# best "performance" cruiser ~100K



## TSOJOURNER (Dec 16, 1999)

*best "performance" cruiser ~100K*

I am looking to buy a 28-35'' "performance" cruiser suitable in San Diego on a budget of ~100K. I want something that will get out of it''s own way (ie competitive under its PHRF rating), but be comfortable enough to stand up in and accomodate a family of 4).

I like the beneteau first series - on paper the 33.7 but am concerned re some of the threads on this board - ie being slow and too tender. I have experience on Cat 30, Cat34 and others but worry that there''s enough wind to get anywhere in SD, even with tall rigs.

Thanks in advance.


----------



## TSOJOURNER (Dec 16, 1999)

*best "performance" cruiser ~100K*

W,
I''d love to know what you think of the C30. I''ll be in the market in about a year, and it''s homework time. Comments from experience are better than any brocure. I''m looking to coastal-cruise, short- and single-handed.
All my appreciation in advance,
Jeff


----------



## Jeff_H (Feb 26, 2000)

*best "performance" cruiser ~100K*

There is a Farr 38 for sale up in British Columbia. The boat need a fair amount of cosmetics but by the time you got finished putting her in shape you''d have something like $60K in her and you''d have a really super boat for where you are sailing. The boat is listed on Yachtworld. I saw her in Annapolis before she left for the West Coast. She seemed to be a good sound boat that cosmetically could use a bit of help.

Other good choices for your sailing venue are: 
-Beneteau First 36s7 or 35.7.
These are good racer cruisers, They offer good light air performance and seem to sail to thier rating in the kind of 10 knot stuff that is common in San Diego. Really nice interior.

Contessa 33
Very proper yachts. They are not great light air boats but they can be competitive in light air with a good crew. Warwhoop, one of the Contessa 33''s that I sailed on here in Annapolis was shipped to San Diego.

-Dehler 34
Nice layout, well built, reasonable performance, should be easy to short hand.

-Dehler 36 (DB and CWS)
This is the previous generation 36. These are really well built and nicely rounded boats.

-Express 37 (Alsberg)
These are really ideal boats for the kind of thing that you want to do.
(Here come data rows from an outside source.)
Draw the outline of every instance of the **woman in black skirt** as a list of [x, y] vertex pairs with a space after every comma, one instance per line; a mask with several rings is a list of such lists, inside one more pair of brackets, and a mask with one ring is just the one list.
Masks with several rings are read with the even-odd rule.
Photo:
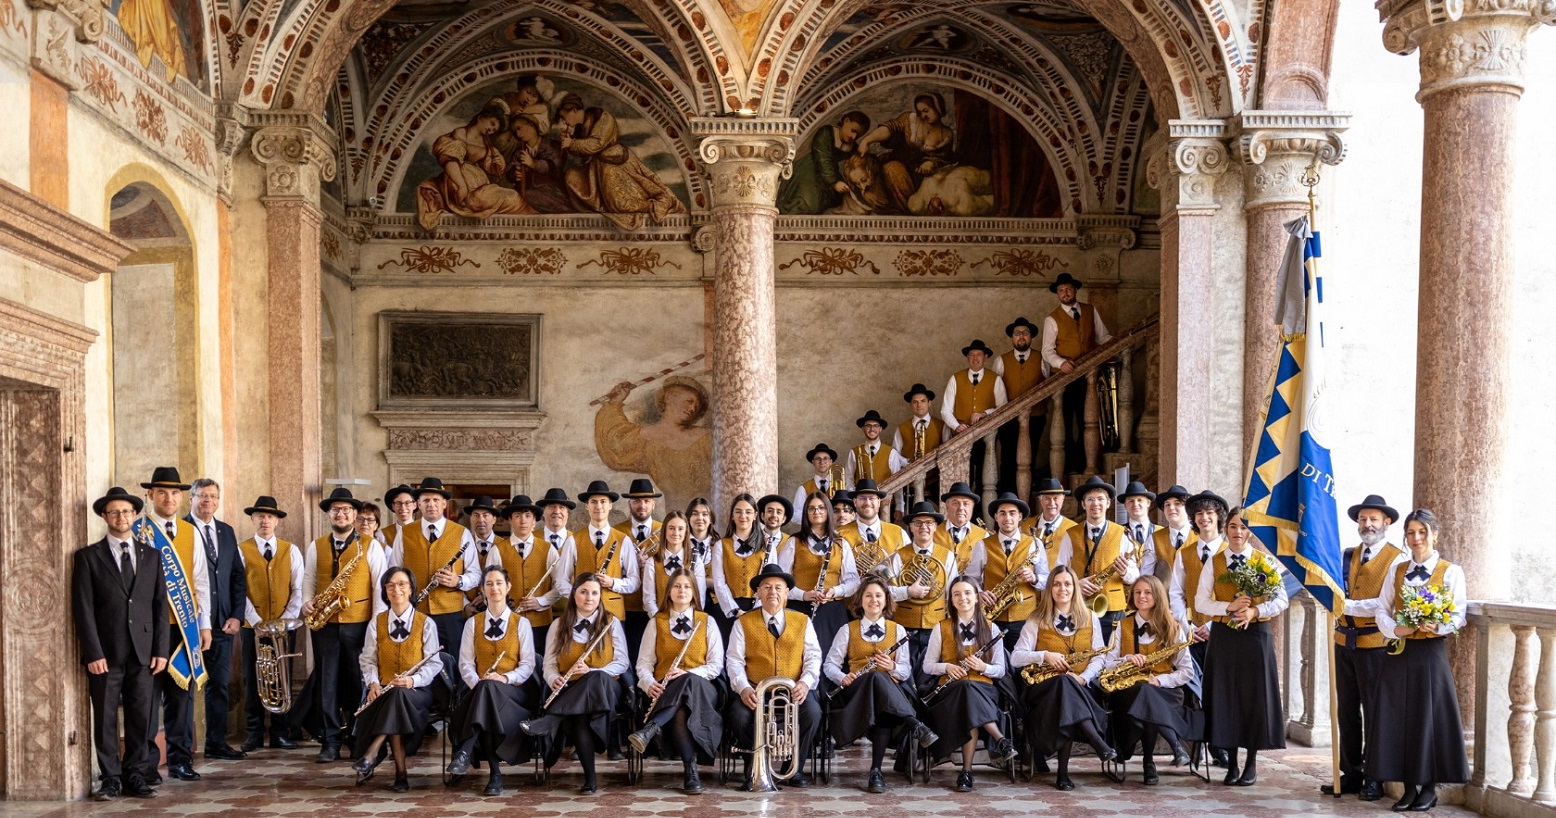
[[930, 748], [936, 759], [948, 758], [958, 743], [962, 771], [957, 792], [972, 792], [973, 750], [978, 731], [989, 737], [989, 760], [1009, 763], [1016, 746], [999, 728], [999, 692], [995, 680], [1005, 675], [1003, 634], [983, 613], [978, 581], [968, 576], [951, 583], [951, 610], [929, 632], [924, 649], [924, 675], [936, 687], [925, 697], [926, 718], [940, 740]]
[[[1289, 600], [1285, 585], [1266, 597], [1249, 599], [1232, 583], [1221, 581], [1254, 553], [1253, 532], [1243, 522], [1241, 507], [1227, 513], [1225, 530], [1226, 548], [1205, 565], [1194, 595], [1194, 610], [1211, 618], [1205, 649], [1205, 737], [1211, 746], [1227, 750], [1222, 783], [1249, 787], [1259, 779], [1259, 751], [1286, 746], [1270, 620], [1286, 610]], [[1265, 557], [1281, 570], [1273, 557]], [[1242, 767], [1237, 762], [1239, 747], [1248, 750]]]
[[459, 641], [459, 676], [470, 692], [449, 722], [454, 742], [450, 783], [470, 772], [472, 757], [478, 758], [490, 771], [487, 795], [502, 795], [502, 762], [520, 760], [524, 736], [519, 724], [539, 704], [524, 684], [535, 672], [534, 634], [529, 620], [508, 607], [511, 590], [507, 569], [486, 569], [481, 582], [486, 612], [465, 620]]
[[724, 672], [724, 639], [713, 619], [697, 610], [697, 586], [684, 568], [670, 572], [665, 597], [638, 649], [638, 687], [654, 703], [642, 729], [627, 740], [645, 755], [654, 737], [665, 731], [669, 741], [660, 742], [660, 748], [681, 760], [681, 791], [690, 795], [702, 792], [699, 755], [713, 763], [724, 734], [717, 687]]
[[1135, 615], [1118, 623], [1106, 662], [1109, 670], [1130, 665], [1141, 668], [1143, 675], [1134, 685], [1106, 694], [1108, 709], [1113, 712], [1113, 739], [1119, 752], [1128, 759], [1139, 742], [1143, 780], [1156, 784], [1161, 778], [1151, 753], [1157, 738], [1172, 750], [1172, 766], [1189, 760], [1183, 738], [1192, 731], [1183, 690], [1194, 680], [1194, 658], [1184, 647], [1145, 661], [1152, 653], [1189, 641], [1187, 629], [1168, 610], [1167, 586], [1161, 580], [1151, 574], [1135, 580], [1129, 602]]
[[778, 549], [778, 567], [794, 575], [789, 610], [811, 618], [821, 653], [829, 653], [832, 637], [848, 624], [846, 600], [859, 590], [854, 548], [832, 524], [832, 498], [819, 491], [805, 498], [805, 522]]
[[555, 698], [542, 703], [544, 716], [520, 722], [519, 729], [551, 739], [548, 770], [562, 754], [559, 732], [578, 750], [584, 773], [581, 795], [600, 791], [594, 754], [605, 750], [606, 728], [621, 699], [619, 679], [627, 668], [627, 634], [621, 620], [600, 607], [599, 578], [579, 574], [567, 609], [546, 634], [546, 695]]
[[[689, 538], [692, 554], [705, 568], [713, 564], [713, 551], [719, 547], [719, 532], [714, 527], [717, 519], [713, 514], [713, 504], [706, 497], [693, 497], [686, 504], [686, 522], [692, 529]], [[709, 611], [714, 607], [713, 584], [707, 581], [706, 576], [704, 584], [707, 585], [707, 595], [697, 600], [697, 607]]]
[[1081, 603], [1075, 591], [1079, 584], [1070, 566], [1054, 569], [1010, 654], [1012, 667], [1033, 668], [1023, 671], [1023, 678], [1048, 676], [1026, 685], [1021, 703], [1033, 747], [1044, 758], [1059, 755], [1059, 774], [1054, 778], [1054, 788], [1059, 790], [1075, 789], [1070, 780], [1070, 750], [1075, 742], [1090, 744], [1103, 761], [1116, 755], [1102, 737], [1108, 713], [1089, 687], [1102, 672], [1102, 657], [1076, 657], [1102, 650], [1102, 623]]
[[869, 792], [886, 792], [881, 763], [898, 728], [912, 733], [921, 747], [939, 737], [918, 720], [907, 628], [891, 621], [896, 604], [878, 574], [868, 574], [849, 603], [859, 618], [839, 628], [821, 671], [837, 685], [832, 700], [832, 737], [838, 744], [870, 737]]
[[714, 605], [709, 609], [718, 623], [719, 635], [729, 641], [729, 629], [746, 611], [756, 607], [751, 596], [751, 578], [762, 573], [766, 556], [762, 528], [756, 524], [756, 498], [737, 494], [729, 503], [729, 536], [713, 545], [713, 561], [708, 563], [709, 585]]
[[[379, 587], [389, 609], [373, 618], [362, 643], [358, 665], [367, 704], [356, 718], [353, 752], [357, 760], [352, 767], [358, 785], [372, 778], [387, 741], [394, 752], [394, 791], [405, 792], [411, 788], [405, 757], [421, 747], [432, 707], [432, 691], [427, 688], [443, 669], [443, 661], [438, 658], [437, 626], [411, 605], [416, 577], [410, 569], [390, 568]], [[408, 672], [412, 668], [416, 672]]]
[[[1437, 806], [1437, 785], [1469, 780], [1459, 700], [1448, 667], [1444, 636], [1464, 627], [1468, 589], [1464, 569], [1437, 553], [1437, 515], [1416, 509], [1405, 515], [1410, 553], [1395, 560], [1378, 594], [1378, 629], [1401, 640], [1402, 651], [1383, 657], [1378, 673], [1378, 718], [1367, 724], [1367, 777], [1401, 781], [1405, 796], [1395, 812], [1425, 812]], [[1442, 625], [1400, 625], [1394, 612], [1404, 589], [1439, 585], [1453, 594], [1454, 610]]]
There were two interior layouts. You want the later layout which had two separate aft sleeping areas. You should be able to find a clean 37 for well under $90K.

Express 34 (Alsberg)
Neat boats. Typically in the mid $50K range. Not extremely common.

-Frers 36
Good all around performance. Not great light air boats but reasonable. There are a variety of interiors on these boats and some are quite comfortable. Some are stripped out racers. Similar versions of these boats were built by Hinterhoeller (F3) and Carroll Marine.

J-34C and J-35C
These were intended as cruising boats and have nice accomodations and reasonable performance. They are not inexpensive at typically a little less than $90K.

-J35 & J36
J-35''s are good one design boats and still do well under PHRF. They require big crews to race well but can be cruised with a blade and a small crew. The cockpits are not very comfortable. There were a variety of interiors and deck plans. While headroom is a little short, the more cruising equipped versions are actually pretty nice layouts. The J-36s are heavier and slower but easier to handle.

-Mumm 36 
These were first generation IMS race boats. They offer a lot of performance, especially in light air but they are also full race boats and perhaps are too much lacking in accomodations. They also require more skill to sail than the rest of this list.

Soverel 33
These are good all around boats. They were not the best built boats in the world but the later Tartan built boats offered a better interior layout for cruising. The earlier Olsen built boats offered better construction. They can be bought way below your budget and do great under PHRF.

-Tripp 36
These are also first generation IMS race boats. They also offer a lot of performance, especially in light air and they offer a bit more accomodations than the Mumm.

That should get you going. 
Good hunting
Jeff


----------



## ekhar (Jun 6, 2001)

*best "performance" cruiser ~100K*

I''ve done club racing on a Frers 33 for several years. A great all around boat in all respects. The owner cruises a lot with his wife. He is very happy. Should keep you in your price ballpark.


----------



## TSOJOURNER (Dec 16, 1999)

*best "performance" cruiser ~100K*

To "Dimwit" - I''m sure you''re not. the vintage I was sailing was ~''86. Cat30''s are a decent solid boat don''t have too many vices - are somewhat prone to rounding up - but this was in SF Bay with 35kt winds... If you consciously power down you can go faster, since she''s a beamy tub and wetted reduction is a factor to be aware of.

We raced for several years doing well amongst other C30''s.

One caveat of note - the atomic 4 - if you still have that in the ones your looking at was always a pain in the proverbial. (h20 in gas). Other vices - none really, tough to get surfing - but it can be done.

The C34 on the other hand was a better boat in many respects for cruising. Never really raced her.


----------